Literally: $23,000 per treatment on average before insurance. Okay, I’m exaggerating. $17,000 of that is for the immunotherapy drug, Rituximab (which was denied by our insurance as not necessary at first; thank you to the City of Hope for fighting that fight for us!). But still. Between medical bills and the sucky economy we sure won’t be going on any big trips this year, other than to City of Hope. *sigh* Good health sure ain’t cheap! On the topic of health insurance, we received our annual renewal notice and our rates are going up about $150/month. Woohoo! Seriously, I do wonder what someone who was uninsured and diagnosed with lymphoma would do. But I guess the answer is that they would never have gotten it diagnosed, until it was too late to treat. That makes us among the lucky ones.

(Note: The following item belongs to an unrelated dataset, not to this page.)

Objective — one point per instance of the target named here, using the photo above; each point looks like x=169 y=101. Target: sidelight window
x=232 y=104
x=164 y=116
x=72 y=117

The other cost of chemo: we’re starting to really see the impact of chemo on Chuck’s energy. Not that it hasn’t taken a toll every time – it has. But with every treatment it takes him a bit longer to start to feel even kind of like himself. It’s now almost a week and a half after his fourth treatment and today is the first day where he felt mostly human. It’s hard to be a bystander – I want to help but there’s honestly not much to do, other than listen when he wants to gripe (not that often) and try not to baby him too much (he hates that). I am, however, getting officially paranoid. During the last treatment the doctor told him that if he ever woke up one morning and was too tired to get out of bed, he should come in for a blood test as he might need a blood transfusion (due to an overly low white blood cell count
human oops, typo – makes him sound like an alien). So now every morning I look at him and ask, “Are you too tired to get up?” Oh, and every time he coughs I ask if he has a sore throat or a temperature.
My grey hairs are increasing daily. Because, of course, it’s all about me… 😉 Meanwhile, life goes on.